Ich kann es nicht mehr hören, dieses Gelabere über  „unser schönes Land“ … es wird mir schlecht, wenn ich sehe, was grad vor paar Tagen in einer Ortschaft am Chiemsee passiert ist bei einer Wahlveranstaltung von den Grünen, wo die armen Bauern mit ihren riesigen Treckern vorgefahren sind und sich in gewalttätiger Weise am grünen Landwirtschaftsminister  für das rächen wollten, was in all den Jahren die stets immer wieder gewählte Volkspartei zu feig war, auszusprechen. Das ist alles ein ganz großer Saustall und treibt, mit Hilfe von MarktschreierInnen mit Kulturanspruch in unüberhörbar rechtsradikales Gelände  und sie merken wieder nicht, daß sie vor den nächsten Karren gespannt werden.

Mit all denen, die sich aufführen, daß es nur noch zum Grausen ist, bilde ich sicher kein „Wir“ oder „Uns“, sondern ich schäme mich einfach nur noch.

Manchmal erinnert mich alles an die Zeit, als „Die Republikaner“ auftauchten mit dem charismatischen Heilsverkünder Schönhuber, der so entwaffnend „ehrlich“ zugab: Ich war dabei. Dieses unsägliche Machwerk landete tatsächlich auch auf unserem Stubentisch, weil ihm mein Vater kurzzeitig fast ins Netz gegangen wäre. Aber es dauerte nicht lang, dann hatte er die primitive Show durchschaut und bald waren die REP. wieder verschwunden, aber gegen das, was jetzt sein Unwesen treibt, waren die wahrscheinlich noch relativ harmlos.

Was gibts sonst noch? Kater Herbert frißt Tag und Nacht und wird immer dünner und weniger. Eine Blutuntersuchung ergab eine Schilddrüsenüberfunktion, jetzt muß er zweimal täglich Tropfen nehmen, d.h. ich muß sie ihm mittels Spritze ins Maul befördern. Die Tropfen scheinen ihm zu schmecken, die Aktion mag er weniger. Auf die Aussage, man möchte sich keine Tiere anschaffen, weil die dann krank werden und sterben, pflege ich zu sagen, daß man sich dann ja auch auf keinen Fall einen Menschen anschaffen sollte, denn da hat man’s über kurz oder lang auch mit Krankheit und Tod zu tun!

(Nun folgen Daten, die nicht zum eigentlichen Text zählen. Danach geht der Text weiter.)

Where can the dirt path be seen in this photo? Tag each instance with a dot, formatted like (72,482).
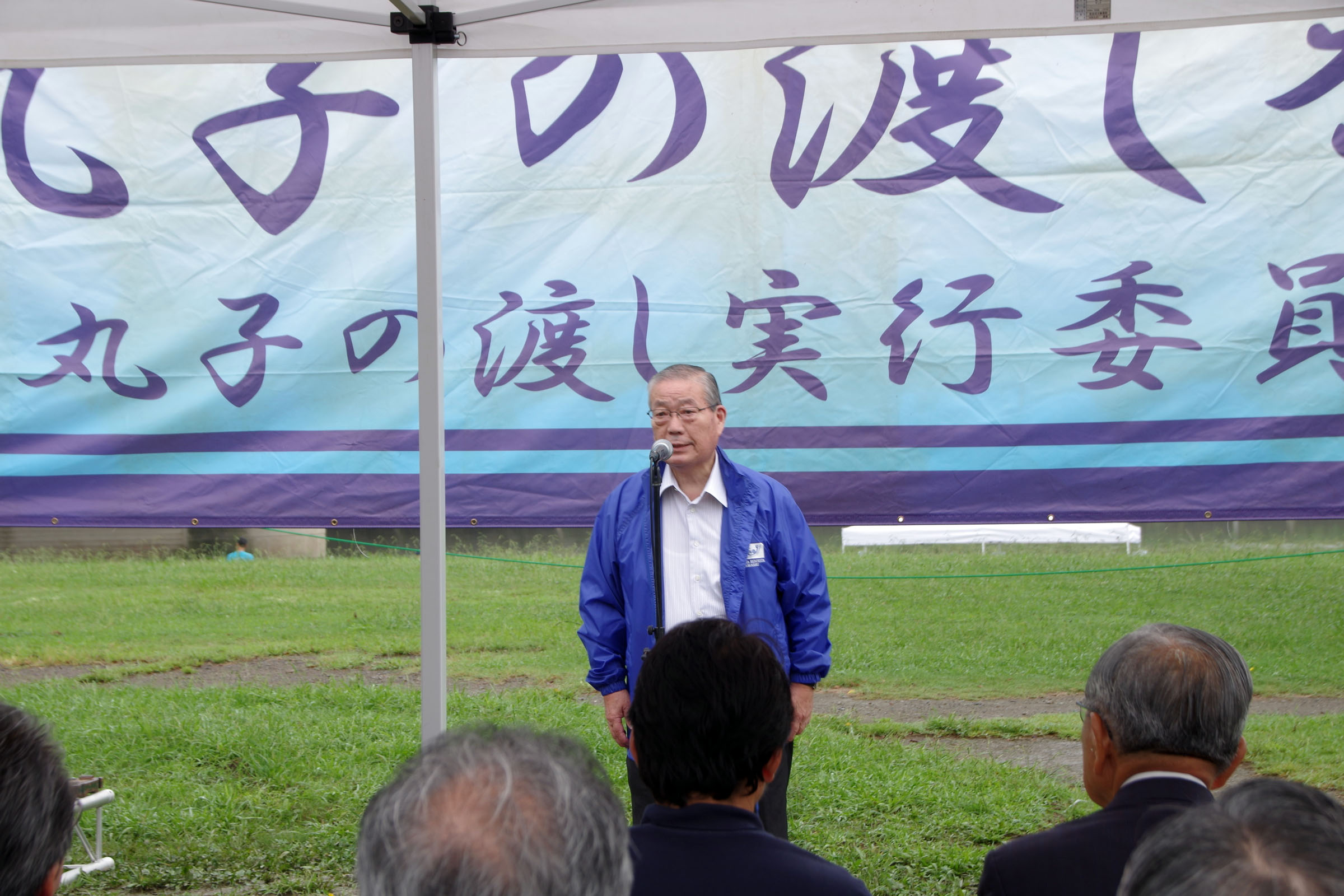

Ein Regenbogen spannt sich über den Himmel, das eine Ende fließt an einer Stelle hinein in den Högel und taucht die Bergkuppe in schillerndes Farbenspiel. Da liegt jetzt dieser riesige Schatz verborgen, wenn ich es schaffe, schnell genug hinzusausen, dann grabe ich ihn aus.

Aber wahrscheinlicher ist, daß ich anschließend beim Einkaufen eine große Packung „Mirácoli“ kaufe, werde sie selber kochen, weil wir uns nicht mehr, wie früher, dazu einladen. Schade eigentlich, denn wer bräuchte nicht dringend hin und wieder mal ein Wunder?